Recently a group of undergraduates got to try their lab coats on for size in the inaugural Chemistry Research Buddy Week. Dr Sarah Masters reflects on what made it so successful.
We worked with ChemSoc President, Nic Bason, to give students the opportunity to find out what Chemistry postgrads do, how they do it and why they take the research steps they do. Our intention was to demystify the process and open eyes to the possibilities that exist in research.
During the week, the undergrads spent part of, or a whole day, shadowing a postgrad in the Department of Chemistry to see what they do in their day-to-day research life. Not only were they planning and doing experiments, analysing the results, and trying to work out what it all meant, but they also got involved in outreach activities that happened to be running that week, and checked out the tea room.

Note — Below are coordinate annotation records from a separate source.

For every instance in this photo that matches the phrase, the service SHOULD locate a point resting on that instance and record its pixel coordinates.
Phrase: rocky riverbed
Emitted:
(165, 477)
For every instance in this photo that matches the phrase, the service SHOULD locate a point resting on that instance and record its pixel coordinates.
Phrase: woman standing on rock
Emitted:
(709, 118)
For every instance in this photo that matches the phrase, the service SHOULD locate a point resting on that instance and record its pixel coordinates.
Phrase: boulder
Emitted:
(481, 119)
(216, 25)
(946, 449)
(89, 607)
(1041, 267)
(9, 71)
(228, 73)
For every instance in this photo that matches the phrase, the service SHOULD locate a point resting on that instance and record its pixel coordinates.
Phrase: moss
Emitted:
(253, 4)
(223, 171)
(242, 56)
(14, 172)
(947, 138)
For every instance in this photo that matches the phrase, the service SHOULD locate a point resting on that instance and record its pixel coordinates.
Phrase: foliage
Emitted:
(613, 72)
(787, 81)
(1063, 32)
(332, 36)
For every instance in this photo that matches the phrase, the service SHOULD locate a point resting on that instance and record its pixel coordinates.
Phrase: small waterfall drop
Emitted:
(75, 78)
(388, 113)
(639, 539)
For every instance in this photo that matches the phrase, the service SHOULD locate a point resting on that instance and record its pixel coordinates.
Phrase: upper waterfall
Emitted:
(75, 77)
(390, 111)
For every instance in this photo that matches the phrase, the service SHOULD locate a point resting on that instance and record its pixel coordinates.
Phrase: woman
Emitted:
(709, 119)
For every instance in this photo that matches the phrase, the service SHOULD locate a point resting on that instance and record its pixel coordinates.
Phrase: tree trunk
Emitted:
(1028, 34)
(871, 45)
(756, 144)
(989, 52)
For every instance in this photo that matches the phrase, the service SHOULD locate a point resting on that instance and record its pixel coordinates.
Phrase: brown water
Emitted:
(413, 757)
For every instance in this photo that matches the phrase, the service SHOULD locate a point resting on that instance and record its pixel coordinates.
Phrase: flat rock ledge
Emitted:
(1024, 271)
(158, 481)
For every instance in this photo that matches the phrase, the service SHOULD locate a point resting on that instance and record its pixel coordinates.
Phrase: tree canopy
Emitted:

A total of 27 undergraduate students took part with 18 postgrads (from 400L to PhD) involved as buddies. Chemical specialties ranged from environmental science through organic and inorganic synthesis to chemical modelling and mathematical applications. In general, the undergraduate students spent between 4 to 7 hours shadowing their research buddy, participating in the research labs, group meetings, and seminars, as well as coming to the communal tea room for lunch and other breaks.
Reports from the undergraduate students indicate that they really enjoyed the opportunity to be part of the department, to find out more about what postgraduate study means and to talk first-hand with students engaged in Honours, Masters and Doctoral study. Many indicated that it had helped to clarify their thinking about postgraduate study in Chemistry, and that they had enjoyed it so much that they would like more opportunities to take part, with several buddy weeks a year! The postgraduate students echoed this sentiment, with lots of positive ideas about how to take the initiative forward to 2017 and beyond.